= Mama Qucha =

Ancient Incan goddess

Mama Qucha or Mama Cocha (Quechua: mama qucha "Mother Sea", "Mother Lake", or just "sea") is the ancient Incan goddess of sea and fishes, guardian of sailors and fishermen, wife of Wiraqucha, mother of Inti and Mama Killa. She was commonly worshipped to calm rough waters and to obtain good fishing, and was considered one of the four Elemental Mothers (the others being Pachamama, Mama Nina, and Mama Wayra). The word mama in Mama Qucha comes from the Quechua language, where it means "mother"; this usage predates Spanish contact and appears widely in names of Andean deities such as Pachamama and Mama Quilla. Along with Mama Quilla (the Moon) and Pachamama, she constituted the Incan lunar trinity. In some regions of empire people believed she was the goddess of all bodies of water, including lakes, rivers, and even human-made water sources. Mama Qucha was more important to people living beside the coastal regions due to nearness and dependence upon the sea.
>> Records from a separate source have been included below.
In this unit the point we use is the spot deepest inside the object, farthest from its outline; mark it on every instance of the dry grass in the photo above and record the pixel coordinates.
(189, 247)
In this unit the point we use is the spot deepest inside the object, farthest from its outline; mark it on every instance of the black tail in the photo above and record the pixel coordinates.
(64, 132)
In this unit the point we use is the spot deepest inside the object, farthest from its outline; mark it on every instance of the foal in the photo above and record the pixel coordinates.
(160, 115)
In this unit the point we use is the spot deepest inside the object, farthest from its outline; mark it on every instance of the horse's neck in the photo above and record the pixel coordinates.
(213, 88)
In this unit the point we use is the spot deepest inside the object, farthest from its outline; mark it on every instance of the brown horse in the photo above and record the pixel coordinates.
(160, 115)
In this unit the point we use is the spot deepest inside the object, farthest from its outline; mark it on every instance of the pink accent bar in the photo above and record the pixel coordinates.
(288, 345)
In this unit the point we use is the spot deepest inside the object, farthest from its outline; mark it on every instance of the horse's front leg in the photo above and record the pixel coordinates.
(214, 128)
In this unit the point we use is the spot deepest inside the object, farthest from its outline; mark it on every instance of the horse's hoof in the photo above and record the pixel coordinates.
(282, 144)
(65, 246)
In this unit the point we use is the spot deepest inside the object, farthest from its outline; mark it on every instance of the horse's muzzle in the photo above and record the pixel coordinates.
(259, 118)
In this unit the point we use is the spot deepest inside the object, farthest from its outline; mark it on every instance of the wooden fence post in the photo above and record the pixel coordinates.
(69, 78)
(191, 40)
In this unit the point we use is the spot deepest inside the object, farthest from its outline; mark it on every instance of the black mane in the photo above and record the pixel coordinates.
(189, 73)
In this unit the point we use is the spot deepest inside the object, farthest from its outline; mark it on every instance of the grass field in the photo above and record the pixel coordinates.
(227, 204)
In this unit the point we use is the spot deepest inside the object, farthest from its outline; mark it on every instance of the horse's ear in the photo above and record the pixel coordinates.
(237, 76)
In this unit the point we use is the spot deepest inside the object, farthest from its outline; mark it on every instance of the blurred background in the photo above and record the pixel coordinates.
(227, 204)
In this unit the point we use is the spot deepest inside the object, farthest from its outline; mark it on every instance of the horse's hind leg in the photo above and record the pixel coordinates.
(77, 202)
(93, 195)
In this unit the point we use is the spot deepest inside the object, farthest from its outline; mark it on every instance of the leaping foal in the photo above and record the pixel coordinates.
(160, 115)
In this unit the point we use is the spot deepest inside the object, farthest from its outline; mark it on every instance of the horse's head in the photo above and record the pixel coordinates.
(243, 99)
Inca beliefs in Mama Qucha and other water deities indicate that the people back then understood the basics of the hydrological cycle. They knew the seawater was replenishing the rain, which then fell over the ground.

Wife of the supreme god Wiraqucha and mother of Inti and Mama Quilla, Mama Qucha was also the deity that represented all that was feminine and, in the same way, gave balance to the known world. She was often identified with the very rainwater that falls to fertilize the earth.

Another important point is that Mama Qucha inhabited the "world above", that is, the Hanan Pacha. In the Inca empire, the universe was conceived to be composed of three aspects or planes complementary to each other: Uku pacha (world below), Kay pacha (world of the present) and Hanan pacha (world above). Mama Qucha inhabited the last one together with the righteous people and other Inca gods such as: Wiraqucha, Inti and Mama Quilla, among others.

An ancient Inca legend tells that Mama Qucha was the daughter of the Sun and the Moon. She was also sister of "Inca" (the Son of the Sun) and physically she was described as a pale and beautiful young woman, sent from heaven with her brother to teach people to live and work in peace and love. The people, upon meeting her, recognized her as their protective mother and under her and Inca's guidance they made houses and roads, temples and fortresses. Thus they tilled the earth, which soon bore fruit.